Questo, in sintesi, il plot di «Esseoesse», lo spettacolo di Bruno Tabacchini e Biagio Izzo che ha aperto, per la regia di Claudio Insegno, la stagione dell'Augusteo. E si capisce, dunque, che siamo di fronte a uno schema che alterna, sistematicamente, i monologhi dello stesso Izzo alle scenette fra lui e Francesco Procopio e ai balletti: il tutto, beninteso, in chiave di cabaret e nel più inconfondibile stile televisivo mutuato, che so, da «Zelig» o «Made in Sud».
Volete sapere quali sono i risultati? Il discorso sulla proverbiale pigrizia dei napoletani si traduce nel seguente commento di Biagio Izzo ai piedi della piramide: «E chillo pirciò 'o faraone sta dint' 'o museo. Quanno vedette chella scala, dicette: e i' avess'a saglì fino a llà 'ncoppa? A chi? Nun ce vengo manco muorto!»; e tanto per proporre solo un altro assaggio, c'è l'indiano, debitamente munito di penne e frecce, che avverte: «Mò m'aggio 'a mettere 'a crema... so' pellerossa».

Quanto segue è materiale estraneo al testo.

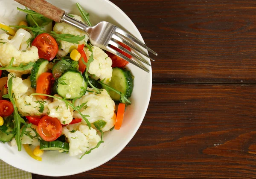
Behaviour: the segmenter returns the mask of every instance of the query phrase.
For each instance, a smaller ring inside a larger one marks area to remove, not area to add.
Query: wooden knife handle
[[[65,11],[45,0],[14,0],[19,3],[41,14],[49,19],[60,23]]]

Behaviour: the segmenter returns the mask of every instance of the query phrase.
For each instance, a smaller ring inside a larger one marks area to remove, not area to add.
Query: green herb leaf
[[[84,73],[84,76],[85,77],[86,81],[87,81],[88,82],[88,83],[89,83],[89,84],[90,85],[90,86],[95,91],[96,91],[96,92],[97,92],[98,94],[100,94],[100,93],[101,93],[101,92],[100,92],[100,90],[99,90],[99,89],[95,87],[94,87],[91,84],[91,83],[90,82],[90,80],[89,80],[89,72],[88,72],[88,71],[89,70],[89,68],[90,68],[90,64],[91,63],[92,63],[93,61],[93,60],[94,60],[94,59],[93,59],[93,50],[92,49],[92,46],[90,46],[89,45],[86,44],[86,46],[87,46],[87,48],[88,48],[89,51],[91,52],[91,54],[90,56],[90,58],[89,58],[89,59],[88,60],[87,63],[85,62],[83,60],[83,59],[82,59],[82,61],[83,62],[84,64],[85,65],[86,65],[86,66],[87,66],[86,70],[85,71],[85,72]]]
[[[79,114],[80,114],[81,115],[81,116],[82,117],[82,118],[83,118],[83,119],[84,119],[85,121],[85,122],[86,122],[86,123],[87,124],[87,125],[89,127],[89,128],[90,129],[90,127],[91,127],[90,123],[90,122],[88,120],[87,118],[86,118],[86,117],[90,117],[90,116],[88,115],[84,115],[82,114],[81,113],[81,112],[80,112],[80,111],[78,110],[77,108],[76,108],[75,107],[73,103],[70,104],[67,101],[65,98],[62,99],[62,98],[59,98],[59,97],[58,97],[56,96],[52,96],[51,95],[46,95],[45,94],[32,93],[32,94],[31,94],[31,95],[41,95],[42,96],[48,96],[48,97],[50,97],[50,98],[55,98],[56,99],[58,99],[59,100],[64,101],[66,105],[68,107],[68,106],[70,106],[70,107],[71,107],[72,108],[72,109],[74,109],[74,110],[77,111],[79,113]]]
[[[44,110],[44,105],[45,104],[45,103],[47,102],[44,101],[37,101],[35,102],[35,103],[39,104],[39,110],[38,111],[40,113],[43,113]]]
[[[78,44],[79,41],[82,40],[85,38],[85,35],[80,37],[79,35],[75,36],[69,34],[58,34],[53,31],[46,32],[45,30],[42,30],[40,27],[27,27],[25,26],[9,26],[17,28],[26,28],[31,30],[34,32],[37,32],[39,34],[46,33],[54,38],[57,42],[59,42],[59,44],[60,44],[59,43],[60,41],[62,40]]]
[[[10,64],[8,66],[7,65],[0,67],[0,70],[5,70],[6,69],[12,69],[15,70],[26,70],[32,68],[35,64],[35,62],[29,62],[28,64],[23,64],[22,63],[18,66],[13,66],[12,64],[14,61],[14,58],[13,57],[11,60]]]
[[[66,78],[60,78],[58,79],[58,82],[62,85],[67,85],[67,84],[64,81],[66,80],[67,80]]]
[[[90,21],[90,15],[88,13],[86,12],[82,8],[81,5],[80,5],[79,3],[76,3],[76,6],[77,6],[77,7],[79,9],[79,11],[80,11],[80,13],[81,14],[81,16],[82,16],[82,18],[90,26],[92,26],[92,23]]]
[[[80,159],[81,159],[82,158],[82,157],[83,157],[84,155],[86,155],[86,154],[89,154],[90,153],[91,153],[91,152],[92,151],[92,150],[93,150],[93,149],[95,149],[96,148],[97,148],[98,147],[99,147],[100,145],[100,144],[102,143],[104,143],[104,141],[99,141],[98,144],[97,144],[97,145],[96,145],[96,146],[95,147],[92,148],[91,149],[90,149],[89,151],[87,151],[87,152],[85,152],[82,155],[82,156],[81,156],[81,157],[80,157]]]

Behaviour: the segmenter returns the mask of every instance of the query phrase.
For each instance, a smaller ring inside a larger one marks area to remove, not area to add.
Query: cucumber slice
[[[61,141],[47,141],[40,142],[40,149],[44,150],[69,150],[69,144]]]
[[[49,62],[47,60],[39,59],[35,62],[31,70],[30,81],[31,87],[36,88],[36,83],[41,74],[48,71],[48,64]]]
[[[63,72],[67,69],[78,69],[78,62],[69,60],[62,59],[58,62],[52,67],[52,75],[55,79],[58,79]]]
[[[31,27],[37,26],[37,25],[35,23],[33,18],[34,18],[34,20],[35,20],[35,21],[37,23],[38,25],[40,27],[46,26],[50,23],[52,22],[52,20],[44,16],[39,16],[27,14],[26,16],[26,19],[28,21],[29,24],[29,26],[30,26]]]
[[[15,136],[12,133],[13,131],[13,129],[10,128],[8,128],[5,132],[0,130],[0,141],[4,143],[11,141]]]
[[[127,98],[129,98],[131,95],[134,87],[133,76],[131,72],[126,69],[113,68],[111,81],[107,84],[122,92]],[[104,85],[103,87],[108,92],[113,100],[119,101],[121,97],[120,95],[107,87],[105,87]]]
[[[87,83],[81,73],[73,69],[64,72],[58,79],[58,93],[62,98],[80,98],[85,94]]]

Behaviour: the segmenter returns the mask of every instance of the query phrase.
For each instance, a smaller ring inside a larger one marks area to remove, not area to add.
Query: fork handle
[[[65,13],[64,10],[45,0],[14,0],[58,23],[61,21],[61,18]]]

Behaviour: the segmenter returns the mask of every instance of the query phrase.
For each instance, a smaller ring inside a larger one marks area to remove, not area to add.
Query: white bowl
[[[103,20],[111,22],[126,29],[143,41],[139,31],[129,17],[117,6],[108,0],[51,0],[49,3],[68,13],[79,14],[76,3],[80,3],[89,13],[93,24]],[[13,0],[0,0],[0,23],[17,25],[25,18],[25,14],[16,10],[24,7]],[[78,156],[69,156],[58,151],[46,151],[42,162],[30,157],[23,148],[18,152],[17,147],[7,143],[0,143],[0,159],[9,164],[27,172],[42,175],[59,176],[73,175],[96,167],[117,155],[128,144],[139,129],[149,102],[152,84],[152,72],[147,73],[129,64],[135,77],[134,89],[131,100],[132,104],[127,107],[123,124],[119,130],[106,133],[105,143],[81,159]]]

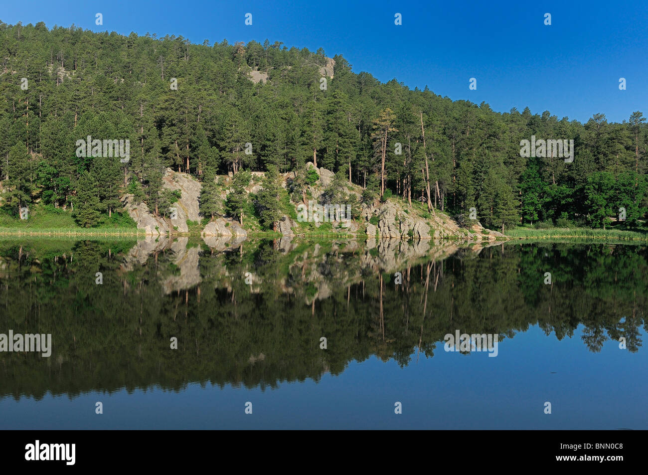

Ma ci sono pure una stoccata allo Stato che non procede alle indispensabili bonifiche nella Terra dei Fuochi e un appello contro lo sfruttamento degli extracomunitari. E finisce con un capovolgimento di prospettiva: il nostro malcapitato e allucinato turista, che aveva cominciato rimpiangendo per disperazione i familiari disagi della sua Napoli («Voglio 'o burdello, voglio 'o burdello!»), al termine grida convinto («I' so' vivo, i' so' vivo!!!») che sta meglio nella pace del deserto.
Il resto, ovviamente, è affidato al mestiere e alla simpatia dei due protagonisti, appunto Biagio Izzo e la sua «spalla» Francesco Procopio. E non scarseggiano, di conseguenza, le risate e gli applausi a scena aperta. Così… «È l'intreccio terminato / Lieto fine ha il dramma mio / E contento qual son io / Anche il pubblico sarà» (Felice Romani, «Il Turco in Italia», scena ultima).